Entre as obras quinhentistas pioneiras de espiritualidade mais profunda editadas em Lisboa encontramos a dada à luz pelo impressor alemão João Blávio, no ano de 1562 e que leva como título LIBRO de S. IOAN CLIMACO, LLAMADO ESCALA SPIRITUAL: En el qual se descriuẽ treinta Escalones, por dõde pueden subir los hõbres a la cumbre dela perfection y fue agora tercera vez trasladado en lengua Castellana por vn Religioso de la orden de S. Domingo. Añadieronse le vnas breues Annotaciones en los primeros cinco Capitulos, para la inteligencia dellos..., e que foi pelo tradutor e parafraseador frei Luís de Granada dedicada à mulher de D. João III, a rainha D. Catarina, irmã do imperador Carlos V, e que sabemos ter sido uma mulher culta e espiritual, pois era filha de Filipe o Belo, Duque de Borgonha e Arquiduque da Áustria, com a corte nos Países Baixos e onde o humanismo florescia maravilhosamente e tendo assim trazido consigo, qual dote para o seu casamento com Portugal, obras de Erasmo (que era conselheiro de seu pai), quando este sábio perene já era perseguido por certos sectores mais conservadores e "sorbónicos" da Igreja e censurado em algumas obras nos Índices ou listas de livros defesos.
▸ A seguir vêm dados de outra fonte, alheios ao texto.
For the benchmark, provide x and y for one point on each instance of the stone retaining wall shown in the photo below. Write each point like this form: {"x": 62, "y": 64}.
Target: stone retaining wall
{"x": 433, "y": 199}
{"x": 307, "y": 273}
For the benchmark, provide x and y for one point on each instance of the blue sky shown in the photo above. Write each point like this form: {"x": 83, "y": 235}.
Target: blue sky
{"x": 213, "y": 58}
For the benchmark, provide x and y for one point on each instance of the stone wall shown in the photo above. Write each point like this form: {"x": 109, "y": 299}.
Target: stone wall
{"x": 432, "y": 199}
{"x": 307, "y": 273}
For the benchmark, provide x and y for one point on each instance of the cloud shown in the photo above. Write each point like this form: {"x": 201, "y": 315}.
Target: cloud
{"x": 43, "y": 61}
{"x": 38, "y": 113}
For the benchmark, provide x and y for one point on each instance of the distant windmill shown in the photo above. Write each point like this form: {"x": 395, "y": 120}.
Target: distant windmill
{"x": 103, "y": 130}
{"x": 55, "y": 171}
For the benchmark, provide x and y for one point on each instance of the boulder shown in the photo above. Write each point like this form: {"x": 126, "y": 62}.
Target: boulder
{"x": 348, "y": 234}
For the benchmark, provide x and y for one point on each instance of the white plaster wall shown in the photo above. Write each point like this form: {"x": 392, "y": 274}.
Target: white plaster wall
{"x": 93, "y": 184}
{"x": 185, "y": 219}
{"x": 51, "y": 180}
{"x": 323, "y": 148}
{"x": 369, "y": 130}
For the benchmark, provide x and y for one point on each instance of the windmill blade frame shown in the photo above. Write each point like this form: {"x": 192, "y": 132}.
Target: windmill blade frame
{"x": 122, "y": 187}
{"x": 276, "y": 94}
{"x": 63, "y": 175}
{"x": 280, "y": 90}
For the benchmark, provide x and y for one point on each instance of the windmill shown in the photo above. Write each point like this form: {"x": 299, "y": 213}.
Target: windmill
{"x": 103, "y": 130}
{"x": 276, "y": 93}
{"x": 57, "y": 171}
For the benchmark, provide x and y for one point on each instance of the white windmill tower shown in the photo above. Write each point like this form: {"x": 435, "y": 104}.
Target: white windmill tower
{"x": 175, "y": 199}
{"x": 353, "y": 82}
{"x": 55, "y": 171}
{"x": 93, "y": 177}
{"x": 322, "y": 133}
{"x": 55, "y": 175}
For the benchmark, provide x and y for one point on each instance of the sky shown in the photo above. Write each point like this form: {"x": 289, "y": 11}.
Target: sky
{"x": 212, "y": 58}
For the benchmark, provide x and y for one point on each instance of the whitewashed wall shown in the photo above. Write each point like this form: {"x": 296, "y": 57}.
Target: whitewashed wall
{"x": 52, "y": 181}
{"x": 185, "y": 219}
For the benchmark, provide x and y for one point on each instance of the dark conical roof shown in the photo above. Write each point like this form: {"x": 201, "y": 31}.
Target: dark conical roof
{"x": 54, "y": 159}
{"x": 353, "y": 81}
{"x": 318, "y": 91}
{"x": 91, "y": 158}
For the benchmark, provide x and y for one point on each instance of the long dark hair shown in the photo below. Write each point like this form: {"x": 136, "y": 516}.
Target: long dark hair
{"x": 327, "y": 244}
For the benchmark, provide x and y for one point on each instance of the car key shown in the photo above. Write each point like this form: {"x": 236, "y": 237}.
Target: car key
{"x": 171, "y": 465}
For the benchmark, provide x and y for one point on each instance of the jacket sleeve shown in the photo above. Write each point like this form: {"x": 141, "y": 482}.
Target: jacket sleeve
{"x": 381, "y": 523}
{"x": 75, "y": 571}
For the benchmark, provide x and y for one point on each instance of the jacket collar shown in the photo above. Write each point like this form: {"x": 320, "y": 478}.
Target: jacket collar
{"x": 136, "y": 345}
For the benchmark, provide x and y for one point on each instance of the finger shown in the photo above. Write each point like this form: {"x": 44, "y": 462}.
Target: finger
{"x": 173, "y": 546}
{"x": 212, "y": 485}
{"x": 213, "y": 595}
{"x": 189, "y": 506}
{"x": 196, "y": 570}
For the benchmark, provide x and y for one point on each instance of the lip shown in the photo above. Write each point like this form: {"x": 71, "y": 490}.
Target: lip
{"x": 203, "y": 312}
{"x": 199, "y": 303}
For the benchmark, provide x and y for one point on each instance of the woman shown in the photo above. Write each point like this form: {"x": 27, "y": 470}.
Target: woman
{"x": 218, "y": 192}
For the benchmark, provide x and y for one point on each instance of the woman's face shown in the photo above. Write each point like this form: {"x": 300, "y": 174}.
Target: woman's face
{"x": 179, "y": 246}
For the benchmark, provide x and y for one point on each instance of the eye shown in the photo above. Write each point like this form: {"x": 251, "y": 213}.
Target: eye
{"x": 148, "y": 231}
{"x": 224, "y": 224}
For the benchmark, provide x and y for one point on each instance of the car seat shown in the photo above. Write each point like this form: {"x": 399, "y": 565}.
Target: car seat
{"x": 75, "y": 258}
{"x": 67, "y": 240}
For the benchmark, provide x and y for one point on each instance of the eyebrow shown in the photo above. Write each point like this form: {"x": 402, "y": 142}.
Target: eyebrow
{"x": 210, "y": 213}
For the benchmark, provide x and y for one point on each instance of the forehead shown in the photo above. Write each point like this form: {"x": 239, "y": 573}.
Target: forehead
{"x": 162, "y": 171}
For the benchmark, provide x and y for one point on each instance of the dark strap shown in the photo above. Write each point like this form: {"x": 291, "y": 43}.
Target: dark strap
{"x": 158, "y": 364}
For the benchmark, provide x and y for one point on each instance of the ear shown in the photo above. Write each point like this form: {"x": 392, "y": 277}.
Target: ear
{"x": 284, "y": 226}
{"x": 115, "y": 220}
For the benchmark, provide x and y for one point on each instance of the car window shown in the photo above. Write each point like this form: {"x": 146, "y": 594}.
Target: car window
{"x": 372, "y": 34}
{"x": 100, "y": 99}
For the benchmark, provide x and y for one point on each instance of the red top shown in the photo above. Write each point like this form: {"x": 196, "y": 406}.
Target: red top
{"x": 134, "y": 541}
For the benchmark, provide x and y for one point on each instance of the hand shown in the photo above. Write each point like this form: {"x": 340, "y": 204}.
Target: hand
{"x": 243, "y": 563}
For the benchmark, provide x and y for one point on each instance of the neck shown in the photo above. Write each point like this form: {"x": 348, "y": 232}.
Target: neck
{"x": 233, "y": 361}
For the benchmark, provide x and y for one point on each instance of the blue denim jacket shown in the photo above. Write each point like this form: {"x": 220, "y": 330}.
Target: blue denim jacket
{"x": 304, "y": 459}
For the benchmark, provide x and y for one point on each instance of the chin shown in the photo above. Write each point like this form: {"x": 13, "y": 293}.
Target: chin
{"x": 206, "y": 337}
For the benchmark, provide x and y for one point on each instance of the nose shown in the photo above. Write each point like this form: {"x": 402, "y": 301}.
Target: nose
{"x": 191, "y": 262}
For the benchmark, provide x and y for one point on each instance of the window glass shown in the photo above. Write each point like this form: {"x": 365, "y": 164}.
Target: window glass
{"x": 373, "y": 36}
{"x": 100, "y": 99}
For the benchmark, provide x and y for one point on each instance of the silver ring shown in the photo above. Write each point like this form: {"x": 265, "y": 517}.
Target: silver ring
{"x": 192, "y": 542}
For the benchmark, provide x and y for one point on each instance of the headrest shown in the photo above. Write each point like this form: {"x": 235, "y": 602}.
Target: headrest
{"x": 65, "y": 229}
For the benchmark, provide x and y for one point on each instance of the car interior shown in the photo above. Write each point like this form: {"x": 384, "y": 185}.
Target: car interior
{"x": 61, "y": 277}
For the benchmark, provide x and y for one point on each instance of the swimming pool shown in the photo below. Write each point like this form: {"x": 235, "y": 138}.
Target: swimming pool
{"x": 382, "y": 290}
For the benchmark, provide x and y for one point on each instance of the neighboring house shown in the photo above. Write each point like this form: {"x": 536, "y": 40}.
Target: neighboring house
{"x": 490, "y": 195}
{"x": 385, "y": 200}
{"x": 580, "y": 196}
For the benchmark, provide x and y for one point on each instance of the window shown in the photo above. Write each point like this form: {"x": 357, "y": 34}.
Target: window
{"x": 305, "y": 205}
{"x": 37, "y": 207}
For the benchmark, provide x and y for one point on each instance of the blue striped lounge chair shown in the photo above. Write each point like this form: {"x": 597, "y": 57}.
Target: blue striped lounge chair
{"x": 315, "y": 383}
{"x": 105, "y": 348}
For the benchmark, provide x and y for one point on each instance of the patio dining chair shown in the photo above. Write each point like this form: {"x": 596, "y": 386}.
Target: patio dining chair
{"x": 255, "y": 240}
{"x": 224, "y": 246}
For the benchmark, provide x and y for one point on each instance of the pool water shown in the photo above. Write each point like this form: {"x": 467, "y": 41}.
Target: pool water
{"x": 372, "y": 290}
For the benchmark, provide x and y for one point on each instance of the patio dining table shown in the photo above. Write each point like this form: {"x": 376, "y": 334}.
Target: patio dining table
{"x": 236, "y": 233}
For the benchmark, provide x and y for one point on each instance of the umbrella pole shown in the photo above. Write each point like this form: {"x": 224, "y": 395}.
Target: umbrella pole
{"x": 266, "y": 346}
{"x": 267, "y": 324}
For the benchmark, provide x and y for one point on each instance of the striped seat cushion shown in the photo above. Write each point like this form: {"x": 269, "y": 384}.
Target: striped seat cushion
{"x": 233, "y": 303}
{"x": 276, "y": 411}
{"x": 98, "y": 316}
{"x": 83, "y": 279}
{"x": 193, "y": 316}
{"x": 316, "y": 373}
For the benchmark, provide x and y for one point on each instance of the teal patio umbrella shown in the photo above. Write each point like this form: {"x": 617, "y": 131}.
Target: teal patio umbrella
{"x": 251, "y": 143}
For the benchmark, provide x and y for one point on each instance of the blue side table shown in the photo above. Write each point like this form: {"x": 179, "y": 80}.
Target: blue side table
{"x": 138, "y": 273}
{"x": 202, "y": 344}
Neste retrato de António Mouro (de 1553) qual seria o livrinho religioso de D. Catarina? |
A dedicatória do sábio místico Frei Luís de Granada (1504-1588, em Lisboa), que viu partes mais místico-quietistas das suas obras censuradas (e logo reimpressas emendadas) e que era admirador de Pico de della Mirandola e de Erasmo, como entre nós José V. de Pina Martins provava (ao inclui-los num dos seus volumes de Sermões) e gostava de realçar, tem mesmo algo de profético, pois a rainha D. Catarina, tendo vivido entre 1507 e 1578, casada com D. João III de 1525 a 1557, e regendo na menoridade de D. Sebastião até 1562, acabaria por retirar-se da vida cortesã ou áulica.
E o que diz a sábia dedicatória à "Sereníssima Senhora", uma caracterização quase impossível nos dias de hoje tão agitados, nas suas linhas finais? - «Receba pois V. A[lteza] com sua acostumada serenidade este pequeno presente: para que quando alguma vez for aos mosteiros da Madre de Deus, ou da Esperança [talvez os dois principais lisboetas de então] a respirar com Deus [que significativa caracterização do recolhimento] dos trabalhos contínuos o governo, tenha com que recrear algum tanto seu espírito com a lição deste divino Livro. Cuja mui alta e poderosa pessoa e estado nosso Senhor amplifique e engrandeça com perpétuos favores do Céu.»
E assim veio a suceder, porque a Rainha, abdicando no seu filho Sebastião, retirou-se para o mosteiro da Madre de Deus e certamente terá lido o livrinho.
Nos seus 220 fólios, e dividido em trinta capítulos, vinte e seis acerca dos vícios e das virtudes e da vida purgativa, e os últimos quatro sendo da sagrada Quietude do corpo e da alma, da bem aventurada virtude da Oração, e da maneira que nela assiste o homem diante de Deus, do Céu terreal, que é a bem-aventurada Tranquilidade; e da perfeição e ressurreição espiritual da alma antes da ressurreição comum, e da união e vínculo das três virtudes teologais, Fé, Esperança e Caridade, está repleto de psicologia ascética, filosofia moral, doutrina teológica e realização espiritual, baseada em grande parte nos primeiros Padres do deserto, nos místicos medievais, e em especial em S. João Clímaco (em grego, escada), o autor da Escada Espiritual (ou Escada Celestial) que, tendo vivido aproximadamente entre 540 e 610, chegando a abade do famoso mosteiro do monte Sinai, veio a ser traduzido para o latim (em 1300 pelo frade menor João Clareno, um franciscano espiritual) e para as línguas vulgares, conhecendo-se muitos códices gregos e várias traduções.
Houve em Portugal antes desta edição (alargada a outros autores e parafraseada, em castelhano e que tal como Frei Luís de Granada menciona já era uma terceira tradução), a tradução manuscrita da versão latina de João Clareno existente num códice em português-medievo, bastante mais pequena, realizada por um Frei Martinho do mosteiro de Alcobaça e que se encontra, desde a extinção das Ordens religiosas em 1834, na Biblioteca Nacional, e que foi citada em parte pelo P. Mário Martins e excelentemente estudada e editada recentemente por Ilma Magalhães Alkima (estando online). Anote-se que houve uma tradução de João Mendes de Almeida Júnior, em 1902, no Brasil, da versão em castelhano de 1562, sob o título Clímax, ou Escada do Céu.